Space Oddities

Mary Roach - one of my favorite science writers - has a book coming out this August. It's sort of like "The Right Stuff." But it's more like the weird stuff. The funny stuff. The gross stuff. The unexpected stuff. It's called "Packing for Mars," and it's all about those things NASA doesn't delve into at press conferences: boozing in space, sex in space, peeing in space, etc. Mary - whom you might know from her book about cadavers (Stiff) or her book about life after death (Spook) or her book about bonking (Bonk) -- sent me an early copy for blurbage purposes. Here's the five most important space nuggets I gleaned: --The Japanese space program has an interesting way of screening candidates: Extreme origami. Potential astronauts have to make 1,000 paper cranes to see how they deal with pressure and monotony. --Among the historic trash left on the moon by the first human visitors: Four condom-like urine collection devices. Two were left by Neil Armstrong and two were left by Buzz Aldrin. By the way, two were large and two were small. "Who wore what is a matter of conjecture," says Roach. --Booze is officially banned in space. But some astronauts have managed to smuggle it on. According to Roach's sources, vodka is very useful when trying to get Russian astronauts to cooperate on projects. --Space makes you beautiful. It's known as the Space Beauty Treatment. "Without gravity, your hair has more body. Your breasts don't sag. More of your body fluid migrates to your head and plumps your crow's feet." --A flight surgeon once advised Apollo astroanuts to "self-stim" to prevent prostate infections. Unsurprisingly, today's NASA has no official policy on orbital masturbation. But a Russian cosmonaut Roach interviewed was willing to discuss the issue. "My friend asks me, 'How are you making sex in space?' I say, 'By hand!'"


  1. Hell yeah! I’m just finishing “Bonk” and was wondering when her next book was coming out.

  2. OK yeah but have two people had sex in space yet? I ask of course for the obvious scientific reason.

    Huh? Have they, huh? Huh?

        1. I remember reading an old (and in retrospect probably unsubstantiated) article in which Jan Davis, half of the first married couple to go up on the space shuttle in ’91, finally broke her silence and discussed the logistics of space sex. Of course now I can’t find anything so I’ll retract my earlier statement.

          However… I am of the opinion that if that couple DIDN’T attempt entry into the 200-mile-high club then they seriously neglected their patriotic duty to dreamers everywhere.

          1. I am of the opinion that if that couple DIDN’T attempt entry into the 200-mile-high club then they seriously neglected their patriotic duty to dreamers everywhere.

            Damn straight.

            If I’d been an astronaut on that mission, I’d have made sure they had whatever it took — time, privacy, velcro, bungee cords — a French maid outfit — to accomplish the mission.

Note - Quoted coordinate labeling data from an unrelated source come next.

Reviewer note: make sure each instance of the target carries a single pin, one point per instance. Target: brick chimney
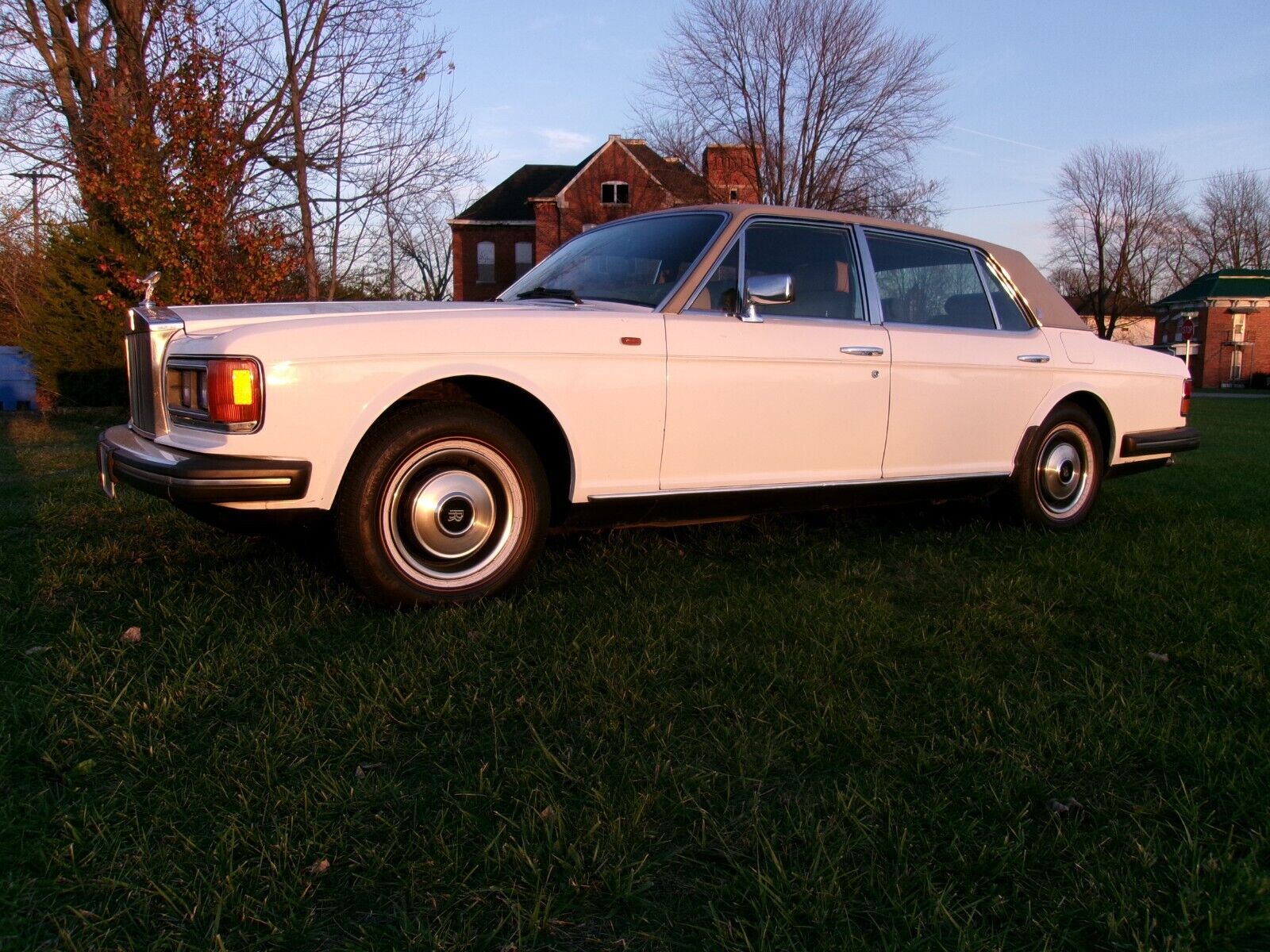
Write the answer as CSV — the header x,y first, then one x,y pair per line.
x,y
729,173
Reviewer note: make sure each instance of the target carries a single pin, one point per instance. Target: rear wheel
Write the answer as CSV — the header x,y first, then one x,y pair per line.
x,y
441,503
1058,482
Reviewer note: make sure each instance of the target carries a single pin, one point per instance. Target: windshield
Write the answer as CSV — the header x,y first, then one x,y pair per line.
x,y
635,262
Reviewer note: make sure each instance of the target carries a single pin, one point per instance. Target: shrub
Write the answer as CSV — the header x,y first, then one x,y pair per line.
x,y
73,323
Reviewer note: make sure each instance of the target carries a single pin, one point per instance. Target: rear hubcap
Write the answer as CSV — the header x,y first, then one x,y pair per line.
x,y
1064,470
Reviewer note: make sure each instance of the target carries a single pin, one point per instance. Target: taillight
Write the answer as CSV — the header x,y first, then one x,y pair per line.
x,y
233,391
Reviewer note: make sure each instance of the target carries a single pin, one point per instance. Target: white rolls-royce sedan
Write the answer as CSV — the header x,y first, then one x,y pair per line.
x,y
687,365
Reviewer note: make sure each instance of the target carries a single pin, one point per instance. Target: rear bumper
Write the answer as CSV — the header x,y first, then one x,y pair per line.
x,y
183,476
1153,442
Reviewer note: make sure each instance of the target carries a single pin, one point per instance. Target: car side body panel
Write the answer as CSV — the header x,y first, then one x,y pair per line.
x,y
327,384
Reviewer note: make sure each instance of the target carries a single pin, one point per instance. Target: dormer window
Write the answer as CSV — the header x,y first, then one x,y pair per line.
x,y
615,194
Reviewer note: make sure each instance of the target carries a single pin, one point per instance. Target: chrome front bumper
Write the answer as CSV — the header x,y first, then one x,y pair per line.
x,y
183,476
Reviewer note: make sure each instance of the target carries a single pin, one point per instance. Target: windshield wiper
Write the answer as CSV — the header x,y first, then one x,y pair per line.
x,y
563,294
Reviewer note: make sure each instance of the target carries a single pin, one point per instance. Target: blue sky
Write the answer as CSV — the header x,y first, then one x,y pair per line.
x,y
1028,83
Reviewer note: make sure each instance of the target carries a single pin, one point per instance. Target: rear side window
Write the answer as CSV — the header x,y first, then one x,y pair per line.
x,y
1009,313
929,282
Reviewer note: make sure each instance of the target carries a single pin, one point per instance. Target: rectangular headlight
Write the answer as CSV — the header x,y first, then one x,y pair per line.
x,y
216,393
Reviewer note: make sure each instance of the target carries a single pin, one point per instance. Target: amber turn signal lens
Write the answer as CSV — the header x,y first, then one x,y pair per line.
x,y
233,390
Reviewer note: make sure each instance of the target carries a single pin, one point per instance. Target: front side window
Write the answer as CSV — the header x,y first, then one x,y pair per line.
x,y
929,282
635,260
615,194
821,260
484,262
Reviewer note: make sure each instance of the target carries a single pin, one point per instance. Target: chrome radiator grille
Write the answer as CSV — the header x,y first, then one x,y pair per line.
x,y
141,382
149,329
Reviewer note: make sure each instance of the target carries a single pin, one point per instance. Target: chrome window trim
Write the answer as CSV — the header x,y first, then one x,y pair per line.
x,y
724,219
738,243
1011,289
870,277
975,251
848,228
977,258
835,484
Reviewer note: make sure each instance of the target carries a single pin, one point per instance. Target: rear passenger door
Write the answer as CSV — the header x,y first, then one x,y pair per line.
x,y
968,367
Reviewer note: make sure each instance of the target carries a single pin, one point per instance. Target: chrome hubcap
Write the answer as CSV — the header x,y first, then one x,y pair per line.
x,y
1064,471
450,512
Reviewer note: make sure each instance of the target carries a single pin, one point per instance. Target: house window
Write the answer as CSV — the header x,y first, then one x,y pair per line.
x,y
615,194
484,262
524,257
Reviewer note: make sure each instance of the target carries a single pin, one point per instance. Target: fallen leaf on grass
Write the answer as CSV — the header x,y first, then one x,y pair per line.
x,y
1062,808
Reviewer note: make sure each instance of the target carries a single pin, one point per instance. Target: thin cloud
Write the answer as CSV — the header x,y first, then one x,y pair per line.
x,y
1003,139
564,141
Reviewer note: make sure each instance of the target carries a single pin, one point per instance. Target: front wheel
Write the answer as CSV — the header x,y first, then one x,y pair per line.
x,y
441,503
1058,480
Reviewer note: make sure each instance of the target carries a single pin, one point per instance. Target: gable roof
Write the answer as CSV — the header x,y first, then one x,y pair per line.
x,y
510,200
1229,282
673,177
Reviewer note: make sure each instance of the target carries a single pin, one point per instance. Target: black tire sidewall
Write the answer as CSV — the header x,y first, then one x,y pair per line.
x,y
393,440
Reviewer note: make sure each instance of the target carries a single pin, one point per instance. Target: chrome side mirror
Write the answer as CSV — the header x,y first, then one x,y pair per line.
x,y
766,290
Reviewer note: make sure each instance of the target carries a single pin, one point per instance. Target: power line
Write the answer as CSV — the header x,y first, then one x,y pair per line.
x,y
1038,201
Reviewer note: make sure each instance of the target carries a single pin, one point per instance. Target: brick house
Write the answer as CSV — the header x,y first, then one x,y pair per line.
x,y
539,207
1231,313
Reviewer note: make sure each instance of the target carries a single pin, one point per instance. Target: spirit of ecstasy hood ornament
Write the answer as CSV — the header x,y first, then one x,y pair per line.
x,y
150,281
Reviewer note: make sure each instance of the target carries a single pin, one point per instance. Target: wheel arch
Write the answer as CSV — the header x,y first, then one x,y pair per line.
x,y
1089,401
520,406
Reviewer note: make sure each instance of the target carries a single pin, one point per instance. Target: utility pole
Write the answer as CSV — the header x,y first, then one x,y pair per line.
x,y
35,200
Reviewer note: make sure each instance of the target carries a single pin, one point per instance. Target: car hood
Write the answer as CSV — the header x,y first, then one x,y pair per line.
x,y
206,321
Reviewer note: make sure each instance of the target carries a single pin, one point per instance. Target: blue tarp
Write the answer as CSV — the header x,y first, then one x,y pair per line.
x,y
17,380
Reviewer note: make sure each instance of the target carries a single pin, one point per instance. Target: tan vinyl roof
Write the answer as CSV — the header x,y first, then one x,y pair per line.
x,y
1045,300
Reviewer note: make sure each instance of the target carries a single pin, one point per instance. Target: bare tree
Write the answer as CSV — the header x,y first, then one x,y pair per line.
x,y
1114,221
832,103
1231,228
352,101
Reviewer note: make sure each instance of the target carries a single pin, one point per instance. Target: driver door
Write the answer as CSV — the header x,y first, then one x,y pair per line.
x,y
795,395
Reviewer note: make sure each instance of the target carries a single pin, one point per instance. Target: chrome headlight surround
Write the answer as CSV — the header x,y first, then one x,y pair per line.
x,y
188,399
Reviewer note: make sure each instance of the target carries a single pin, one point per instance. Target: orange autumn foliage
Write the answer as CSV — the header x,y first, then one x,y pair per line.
x,y
173,187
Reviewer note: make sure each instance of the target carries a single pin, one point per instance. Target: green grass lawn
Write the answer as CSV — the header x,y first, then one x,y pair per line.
x,y
819,731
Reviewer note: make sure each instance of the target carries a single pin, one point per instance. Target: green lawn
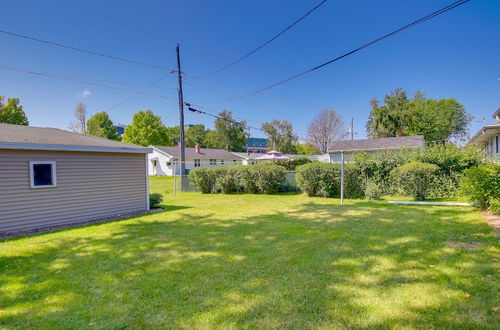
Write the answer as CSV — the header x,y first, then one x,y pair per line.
x,y
257,261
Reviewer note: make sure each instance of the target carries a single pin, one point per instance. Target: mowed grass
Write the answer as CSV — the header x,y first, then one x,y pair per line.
x,y
257,261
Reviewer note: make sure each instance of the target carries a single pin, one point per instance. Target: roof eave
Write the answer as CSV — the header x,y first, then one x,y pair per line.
x,y
62,147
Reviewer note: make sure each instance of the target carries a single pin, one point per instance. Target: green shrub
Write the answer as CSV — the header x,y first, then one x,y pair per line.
x,y
481,184
414,178
155,199
270,178
494,206
293,163
252,179
373,191
323,179
203,178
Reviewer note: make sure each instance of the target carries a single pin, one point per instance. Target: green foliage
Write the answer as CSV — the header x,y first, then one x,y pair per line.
x,y
324,180
251,179
146,129
305,149
12,112
436,120
494,207
203,179
229,133
414,178
196,134
293,163
155,199
101,125
280,135
481,184
373,191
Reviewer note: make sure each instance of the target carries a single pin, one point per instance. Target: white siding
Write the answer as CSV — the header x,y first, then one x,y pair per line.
x,y
89,186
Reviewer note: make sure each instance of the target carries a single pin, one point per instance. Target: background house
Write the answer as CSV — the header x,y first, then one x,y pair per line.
x,y
256,145
161,160
488,137
370,145
51,177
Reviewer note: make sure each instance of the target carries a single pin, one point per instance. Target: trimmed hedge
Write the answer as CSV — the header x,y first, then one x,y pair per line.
x,y
250,179
323,180
481,184
414,179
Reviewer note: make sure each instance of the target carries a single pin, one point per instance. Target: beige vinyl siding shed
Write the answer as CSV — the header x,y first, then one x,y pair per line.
x,y
94,179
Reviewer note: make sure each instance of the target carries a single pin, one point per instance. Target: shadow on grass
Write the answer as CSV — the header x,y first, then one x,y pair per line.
x,y
361,265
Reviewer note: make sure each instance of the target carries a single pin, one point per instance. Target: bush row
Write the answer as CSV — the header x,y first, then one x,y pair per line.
x,y
324,180
252,179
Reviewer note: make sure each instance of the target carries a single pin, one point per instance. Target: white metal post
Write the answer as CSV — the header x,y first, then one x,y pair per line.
x,y
175,177
342,181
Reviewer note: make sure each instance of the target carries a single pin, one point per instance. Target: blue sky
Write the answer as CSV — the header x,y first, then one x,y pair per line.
x,y
454,55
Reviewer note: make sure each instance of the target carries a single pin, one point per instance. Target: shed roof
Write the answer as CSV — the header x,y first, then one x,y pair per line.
x,y
204,153
46,138
378,144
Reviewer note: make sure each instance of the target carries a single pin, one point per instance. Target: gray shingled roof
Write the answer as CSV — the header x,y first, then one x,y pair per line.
x,y
46,138
377,144
205,153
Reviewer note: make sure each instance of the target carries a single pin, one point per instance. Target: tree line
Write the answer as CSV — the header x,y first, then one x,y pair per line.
x,y
397,115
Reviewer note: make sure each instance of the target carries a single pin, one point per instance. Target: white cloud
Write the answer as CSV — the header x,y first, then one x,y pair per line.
x,y
86,93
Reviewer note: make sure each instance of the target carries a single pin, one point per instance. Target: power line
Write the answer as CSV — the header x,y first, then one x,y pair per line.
x,y
55,76
138,92
421,20
267,42
219,117
57,44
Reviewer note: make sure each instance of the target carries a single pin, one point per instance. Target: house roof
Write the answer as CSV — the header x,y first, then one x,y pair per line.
x,y
378,144
205,153
46,138
484,134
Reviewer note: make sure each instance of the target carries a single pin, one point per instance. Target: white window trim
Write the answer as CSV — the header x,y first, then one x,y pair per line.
x,y
54,173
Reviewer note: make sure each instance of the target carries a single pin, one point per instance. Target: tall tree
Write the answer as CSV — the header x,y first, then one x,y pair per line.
x,y
146,129
326,128
101,125
230,133
78,125
12,112
280,135
436,120
196,134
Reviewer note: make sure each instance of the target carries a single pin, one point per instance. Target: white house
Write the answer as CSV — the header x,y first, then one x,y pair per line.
x,y
349,147
488,137
163,159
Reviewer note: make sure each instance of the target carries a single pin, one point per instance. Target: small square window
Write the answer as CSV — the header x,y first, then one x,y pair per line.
x,y
43,174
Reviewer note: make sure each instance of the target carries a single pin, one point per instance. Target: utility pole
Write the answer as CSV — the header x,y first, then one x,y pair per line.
x,y
352,128
181,121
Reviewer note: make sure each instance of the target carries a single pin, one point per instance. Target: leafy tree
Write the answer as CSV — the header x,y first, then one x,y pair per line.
x,y
146,129
436,120
196,134
230,133
325,129
280,135
79,123
101,125
12,112
305,149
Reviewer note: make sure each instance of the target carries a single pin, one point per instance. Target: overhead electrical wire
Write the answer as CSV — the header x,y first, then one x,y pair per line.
x,y
420,20
265,43
81,50
55,76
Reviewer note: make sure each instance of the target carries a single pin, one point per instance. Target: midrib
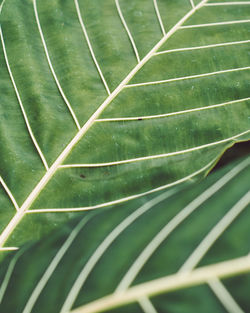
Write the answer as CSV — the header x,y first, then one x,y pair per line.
x,y
52,170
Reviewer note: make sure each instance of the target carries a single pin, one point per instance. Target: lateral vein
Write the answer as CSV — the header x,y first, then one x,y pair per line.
x,y
9,193
127,30
21,105
51,171
187,77
52,68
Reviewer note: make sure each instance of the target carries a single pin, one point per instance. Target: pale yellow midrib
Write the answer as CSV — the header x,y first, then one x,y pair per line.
x,y
49,174
169,283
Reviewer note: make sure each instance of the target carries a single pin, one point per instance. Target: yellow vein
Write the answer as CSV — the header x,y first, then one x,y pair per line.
x,y
157,156
224,44
52,69
163,234
46,178
224,296
145,117
168,283
7,190
146,305
192,3
21,105
159,17
215,233
127,30
216,24
1,6
228,3
53,265
179,181
9,248
8,274
90,46
105,244
188,77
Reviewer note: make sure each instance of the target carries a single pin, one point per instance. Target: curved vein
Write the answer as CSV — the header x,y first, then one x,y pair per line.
x,y
159,17
179,181
145,117
1,6
215,24
52,170
53,265
157,156
215,233
224,296
127,30
187,77
8,274
163,234
192,3
13,200
90,46
228,3
146,305
106,243
172,282
52,69
223,44
21,105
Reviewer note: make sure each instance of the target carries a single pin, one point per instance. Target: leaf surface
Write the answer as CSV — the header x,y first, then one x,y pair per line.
x,y
105,103
184,250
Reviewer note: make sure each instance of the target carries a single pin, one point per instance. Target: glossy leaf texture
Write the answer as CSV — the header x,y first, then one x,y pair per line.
x,y
184,250
105,102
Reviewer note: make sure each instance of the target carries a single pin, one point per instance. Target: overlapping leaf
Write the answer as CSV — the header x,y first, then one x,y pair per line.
x,y
172,253
105,102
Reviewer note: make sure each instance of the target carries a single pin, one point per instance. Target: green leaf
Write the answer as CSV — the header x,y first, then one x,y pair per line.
x,y
185,250
102,103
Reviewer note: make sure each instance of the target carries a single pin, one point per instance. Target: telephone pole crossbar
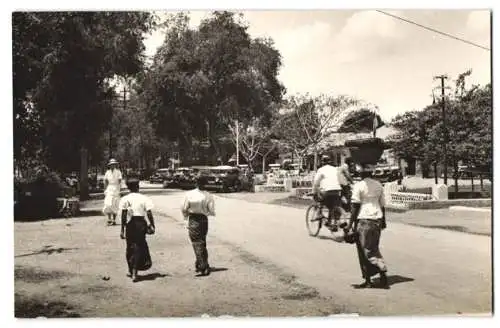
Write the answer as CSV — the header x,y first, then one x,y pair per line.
x,y
445,131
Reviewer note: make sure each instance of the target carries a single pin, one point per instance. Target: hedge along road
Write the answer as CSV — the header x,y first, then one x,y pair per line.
x,y
430,271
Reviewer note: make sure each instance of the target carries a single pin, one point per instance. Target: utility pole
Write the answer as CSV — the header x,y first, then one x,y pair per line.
x,y
237,143
110,150
445,132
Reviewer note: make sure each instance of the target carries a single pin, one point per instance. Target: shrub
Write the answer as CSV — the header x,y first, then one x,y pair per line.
x,y
36,194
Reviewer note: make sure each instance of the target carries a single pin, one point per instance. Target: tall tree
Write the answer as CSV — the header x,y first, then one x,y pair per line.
x,y
308,121
73,55
206,78
420,133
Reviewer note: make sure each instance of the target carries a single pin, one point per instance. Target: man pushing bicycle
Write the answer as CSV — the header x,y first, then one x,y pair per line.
x,y
327,190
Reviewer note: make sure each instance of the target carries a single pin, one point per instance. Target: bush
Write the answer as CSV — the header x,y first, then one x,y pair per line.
x,y
36,194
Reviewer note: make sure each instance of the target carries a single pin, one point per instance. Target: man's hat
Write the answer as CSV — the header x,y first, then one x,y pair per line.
x,y
365,167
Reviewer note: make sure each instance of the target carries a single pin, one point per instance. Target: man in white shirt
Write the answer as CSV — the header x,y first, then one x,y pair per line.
x,y
327,190
112,187
368,218
197,206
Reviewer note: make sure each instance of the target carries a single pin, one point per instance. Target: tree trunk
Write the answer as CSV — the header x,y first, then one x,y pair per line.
x,y
215,151
315,160
84,183
455,175
435,172
425,169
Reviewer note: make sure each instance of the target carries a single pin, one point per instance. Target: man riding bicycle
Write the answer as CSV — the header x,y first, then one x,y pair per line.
x,y
328,191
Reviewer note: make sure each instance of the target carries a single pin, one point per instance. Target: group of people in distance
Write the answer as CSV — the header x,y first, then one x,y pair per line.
x,y
331,187
137,220
366,202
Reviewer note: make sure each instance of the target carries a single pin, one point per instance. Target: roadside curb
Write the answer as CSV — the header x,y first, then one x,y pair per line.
x,y
470,209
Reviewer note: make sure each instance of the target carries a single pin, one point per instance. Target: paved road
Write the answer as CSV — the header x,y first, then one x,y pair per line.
x,y
431,271
76,267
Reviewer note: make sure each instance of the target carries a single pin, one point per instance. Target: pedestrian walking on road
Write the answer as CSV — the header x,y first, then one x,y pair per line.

            “Errr, negative, Houston, he’s unavailable at this point in time. He’s preparing for the re-entry maneuver.”

          2. French Maid outfit is serious business… that and the bungee cords, because it´s f***** funny!

    1. My guess is “Yes, but it wasn’t a lot of fun.”. Between trying to find a place and time where you weren’t on the monitors and there wasn’t anybody else around (the shuttle and the ISS aren’t very roomy), the cramped spaces, bumping into things, the plain physical headache of staying together in free-fall where every move wants to send you two flying apart, and the general cruddiness (they still haven’t invented a really good zero-G shower), it’s probably one of those things that turns out to be more fun in the imagination than in reality.

      Of course, the astronaut corps tend to be young, healthy, physically active, highly competitive (if you aren’t, you don’t fight your way through the selection process) and trained to attack problems and find solutions to them. And we’ve had mixed-gender crews for along time now (not that they’re neccesary, they just up the odds of compatible pairs greatly). I’d be highly suprised if there *weren’t* an informal research program going on.

  3. I’m curious what effect long term zero-g has on hair growth and vision, and how it correlates to self-stemming.

  4. As to two-person sex in space, Roach says she didn’t find any documented cases. There are lots of unsubstantiated rumors. Including one involving sex experiments in a zero G simulation. According to those rumors, it helps to have a third person to properly position the other two. AJ Jacobs

  5. I remember the position being referred to offhand somewhere as the ‘third dolphin’??? Heh.. Ben Bova wrote some good stuff on this whole topic.

  6. Critical to study during cold war, in case of nuclear annihilation, if last two surviving human beings are Soviet hero– male and female Cosmonaut in Earth orbit– repopulation of planet top priority to ensure ultimate Soviet victory.

  7. “Potential astronauts have to make 1,000 paper cranes” – They’re looking for factory workers! I nominate myself.